Resumo de Reunião Clínica
 

Rapaz de 18 anos veio transferido de hospital público para tratamento de epilepsia. Foi necessário ser internado porque estava muito espoliado: emagrecido, desidratado, desnutrido e com várias escoriações pelo corpo. Foi trazido por tios que o tiraram de um quarto da casa de sua mãe onde vivia trancado há 3 anos, não era alimentado  regularmente e não recebia cuidado algum de higiene, urinando e evacuando onde vivia. Seus cabelos estavam crescidos e desgrenhados; as unhas, muito sujas e enormes. Mal articulava algumas palavras. Foi trancado pela mãe quando começou a apresentar crises convulsivas e, também pelos vizinhos, os tios souberam que o paciente, à guisa de exorcismo, era espancado pela mãe ao apresentar os episódios epilépticos. Perdeu o pai aos 3 anos de idade. Mais velho dos 3 filhos do primeiro casamento da mãe, possui 2 irmãos do padrasto. Foi retirado da escola pela mãe ainda pequeno quando apresentou difuldades no aprendizado. Na enfermaria passava a maior parte do tempo deitado em posição fetal e coberto dos pés à cabeça. Muito desconfiado, recusava com freqüência o cuidado da enfermagem e a medicação. Parecia um bicho acuado. Sua maneira de se comunicar era peculilar: parecia entender o que lhe era dito e empregava metáforas pouco comuns e com significados estritamente pessoais. Não recebeu nenhuma visita da mãe e dos irmãos. Submetido a uma série de exames para pesquisa neurológica, o resultado do eletroencefalograma foi típico de grande mal epiléptico e nada mais foi encontrado. Recebeu alta logo que as crises epilépticas foram controladas. Saiu com os tios com recomendação para acompanhamento ambulatorial.
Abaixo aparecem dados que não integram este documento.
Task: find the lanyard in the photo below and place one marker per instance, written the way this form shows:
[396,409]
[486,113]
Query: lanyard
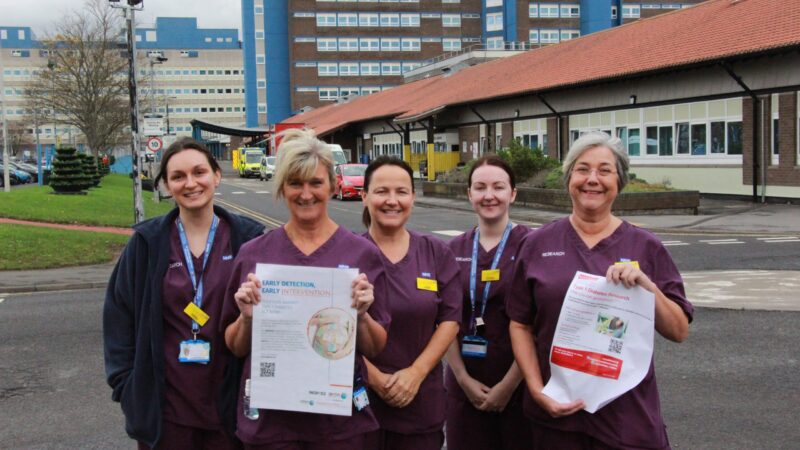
[187,255]
[473,274]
A partir da lembrança de um dos casos mais famosos de crianças maltratadas, Kaspar Hauser (menino aparentando 15 anos encontrado em uma praça em Nuremberg em 1828, não sabia falar e não se comportava como humano), foram discutidas, inicialmente, as conseqüências psicológicas em crianças criadas sem contato humano. Em seguida, foi discutido como orientar paciente, familiares e equipe, (esta através de interconsultas) nos casos em que os aspectos sociais são desta monta. Finalmente, abordou-se os aspectos clínicos envolvidos no caso apresentado. Discutiu-se os possíveis diagnósticos diferenciais do paciente (surgimento de epilepsia em um caso de psicose infantil, surgimento de epilepsia em caso de oligofrenia infantil e psicose epiléptica) e os aspectos psicóticos do comportamento materno. Foram também debatidos os aspectos contratransferenciais desencadeados no contato com a miséria humana.